From: Keir Fraser <keir.xen@gmail.com>
To: David Vrabel <david.vrabel@citrix.com>,
"xen-devel@lists.xen.org" <xen-devel@lists.xen.org>
Cc: Wei Liu <wei.liu2@citrix.com>
Subject: Re: Scalable Event Channel ABI design (draft A)
Date: Mon, 04 Feb 2013 19:59:16 +0000 [thread overview]
Message-ID: <CD35C394.4B677%keir.xen@gmail.com> (raw)
In-Reply-To: <510FF54E.1070706@citrix.com>
On 04/02/2013 17:52, "David Vrabel" <david.vrabel@citrix.com> wrote:
> Hi,
>
> Here is a design for a scalable event channel ABI for Xen. It has a
> number of benefits over the design currently being proposed by Wei Lui.
>
> * More event channels (>100,000).
> * 16 event priorities.
> * Reduced memory requirements (only 1 additional page per domU).
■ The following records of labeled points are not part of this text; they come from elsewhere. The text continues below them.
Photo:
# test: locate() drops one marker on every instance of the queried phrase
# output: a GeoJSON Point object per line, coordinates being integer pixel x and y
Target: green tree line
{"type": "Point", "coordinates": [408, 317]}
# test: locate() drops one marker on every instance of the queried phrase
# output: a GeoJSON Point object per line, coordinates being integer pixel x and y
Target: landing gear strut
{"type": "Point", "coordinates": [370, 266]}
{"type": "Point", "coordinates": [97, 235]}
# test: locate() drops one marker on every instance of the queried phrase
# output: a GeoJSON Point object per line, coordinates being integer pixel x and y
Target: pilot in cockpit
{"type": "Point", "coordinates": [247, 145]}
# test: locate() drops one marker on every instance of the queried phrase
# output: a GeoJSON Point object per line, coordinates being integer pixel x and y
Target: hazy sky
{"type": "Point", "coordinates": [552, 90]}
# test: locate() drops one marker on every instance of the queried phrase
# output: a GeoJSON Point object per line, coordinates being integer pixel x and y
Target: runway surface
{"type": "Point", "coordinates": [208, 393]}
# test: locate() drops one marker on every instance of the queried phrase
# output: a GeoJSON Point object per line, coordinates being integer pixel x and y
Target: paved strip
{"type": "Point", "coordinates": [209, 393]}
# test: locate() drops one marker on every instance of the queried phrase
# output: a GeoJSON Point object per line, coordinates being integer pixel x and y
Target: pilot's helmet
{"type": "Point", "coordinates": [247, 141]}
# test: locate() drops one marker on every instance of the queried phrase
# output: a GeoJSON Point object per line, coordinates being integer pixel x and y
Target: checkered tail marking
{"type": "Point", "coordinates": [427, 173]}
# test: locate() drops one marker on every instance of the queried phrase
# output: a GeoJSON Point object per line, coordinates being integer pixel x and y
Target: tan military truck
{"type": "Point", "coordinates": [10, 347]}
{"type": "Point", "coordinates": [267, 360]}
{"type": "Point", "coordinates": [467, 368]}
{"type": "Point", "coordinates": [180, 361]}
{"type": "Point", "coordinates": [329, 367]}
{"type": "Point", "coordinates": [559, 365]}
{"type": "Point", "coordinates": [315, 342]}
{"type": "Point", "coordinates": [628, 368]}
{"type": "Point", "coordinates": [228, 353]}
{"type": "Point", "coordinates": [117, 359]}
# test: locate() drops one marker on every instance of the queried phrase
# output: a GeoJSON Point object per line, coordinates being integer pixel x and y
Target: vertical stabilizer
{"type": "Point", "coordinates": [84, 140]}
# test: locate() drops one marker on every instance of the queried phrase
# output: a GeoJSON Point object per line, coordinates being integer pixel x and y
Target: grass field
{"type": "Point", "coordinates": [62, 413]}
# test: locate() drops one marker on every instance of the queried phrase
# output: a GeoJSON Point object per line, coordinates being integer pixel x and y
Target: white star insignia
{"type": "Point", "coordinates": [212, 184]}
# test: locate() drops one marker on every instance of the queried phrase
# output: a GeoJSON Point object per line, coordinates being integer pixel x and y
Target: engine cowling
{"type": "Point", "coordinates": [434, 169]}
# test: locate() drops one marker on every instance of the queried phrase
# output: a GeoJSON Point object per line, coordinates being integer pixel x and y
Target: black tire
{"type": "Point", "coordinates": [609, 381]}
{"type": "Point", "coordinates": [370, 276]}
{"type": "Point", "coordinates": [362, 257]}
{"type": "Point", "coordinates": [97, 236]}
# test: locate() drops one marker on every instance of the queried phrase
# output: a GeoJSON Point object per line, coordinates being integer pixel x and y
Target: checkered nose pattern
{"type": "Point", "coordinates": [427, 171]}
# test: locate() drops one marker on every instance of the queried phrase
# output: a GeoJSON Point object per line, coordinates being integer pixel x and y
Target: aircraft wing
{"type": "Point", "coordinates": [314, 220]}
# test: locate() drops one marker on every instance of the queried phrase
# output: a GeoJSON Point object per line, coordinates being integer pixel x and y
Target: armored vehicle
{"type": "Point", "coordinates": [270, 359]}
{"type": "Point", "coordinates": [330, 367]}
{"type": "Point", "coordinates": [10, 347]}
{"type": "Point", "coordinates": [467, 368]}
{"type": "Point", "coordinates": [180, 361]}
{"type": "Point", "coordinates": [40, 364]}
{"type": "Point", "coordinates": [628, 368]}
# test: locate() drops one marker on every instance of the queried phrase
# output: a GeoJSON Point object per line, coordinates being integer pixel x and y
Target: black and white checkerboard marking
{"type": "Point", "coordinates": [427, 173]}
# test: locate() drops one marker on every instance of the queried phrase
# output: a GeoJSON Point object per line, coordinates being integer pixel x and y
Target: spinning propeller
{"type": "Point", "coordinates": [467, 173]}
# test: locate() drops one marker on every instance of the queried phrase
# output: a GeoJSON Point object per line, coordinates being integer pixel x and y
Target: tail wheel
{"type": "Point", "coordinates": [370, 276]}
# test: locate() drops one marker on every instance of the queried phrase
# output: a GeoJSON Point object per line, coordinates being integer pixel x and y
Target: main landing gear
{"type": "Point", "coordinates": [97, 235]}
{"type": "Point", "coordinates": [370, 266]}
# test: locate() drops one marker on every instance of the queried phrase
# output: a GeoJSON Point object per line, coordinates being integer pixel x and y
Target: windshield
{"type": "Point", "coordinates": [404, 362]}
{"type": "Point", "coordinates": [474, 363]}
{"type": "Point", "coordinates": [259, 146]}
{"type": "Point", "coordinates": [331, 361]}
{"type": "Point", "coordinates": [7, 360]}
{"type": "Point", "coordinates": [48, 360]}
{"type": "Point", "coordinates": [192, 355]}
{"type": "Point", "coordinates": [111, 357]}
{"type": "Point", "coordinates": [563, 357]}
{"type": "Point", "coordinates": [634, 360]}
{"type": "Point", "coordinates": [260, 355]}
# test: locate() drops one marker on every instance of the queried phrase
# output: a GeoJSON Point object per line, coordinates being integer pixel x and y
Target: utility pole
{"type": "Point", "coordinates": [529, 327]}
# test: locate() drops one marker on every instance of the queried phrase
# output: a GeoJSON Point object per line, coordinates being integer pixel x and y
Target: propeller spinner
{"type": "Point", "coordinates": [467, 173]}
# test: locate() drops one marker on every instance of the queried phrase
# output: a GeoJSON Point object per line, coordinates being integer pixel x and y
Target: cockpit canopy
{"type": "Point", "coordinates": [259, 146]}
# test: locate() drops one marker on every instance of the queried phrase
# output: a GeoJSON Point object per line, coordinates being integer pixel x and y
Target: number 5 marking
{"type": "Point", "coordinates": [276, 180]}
> * The use of FIFOs for events ensures fairness, whereas it is difficult
> to reason about the fairness with the current bitmap system.
I have some sympathy for this design. It's primary downside compared with
the 3-level alternative is its greater space cost (32*#vcpus). However, as
you say the fairness and prioritisation features are rather nice. Also
having the data structures be per vcpu may well help avoid cacheline
contention on busy multi-vcpu guests.
Interested in what others think, but I may actually prefer a ground-up
redesign like this.
-- Keir
> The PDF version is easier to read and has diagrams and readable maths
> but the original markdown format document is included below (for ease of
> commenting).
>
> http://xenbits.xen.org/people/dvrabel/event-channels-A.pdf
>
> Introduction
> ============
>
> Purpose
> -------
>
> Xen uses event channels to signal events (interrupts) to (fully or
> partially) paravirtualized guests. The current event channel ABI
> provided by Xen only supports up-to 1024 (for 32-bit guests) or 4096
> (for 64-bit guests) event channels. This is limiting scalability as
> support for more VMs, VCPUs and devices is required.
>
> The existing ABI does not easily allow events to have different
> priorities. Current Linux kernels prioritize the timer event by
> special casing this but this is not generalizable to more events.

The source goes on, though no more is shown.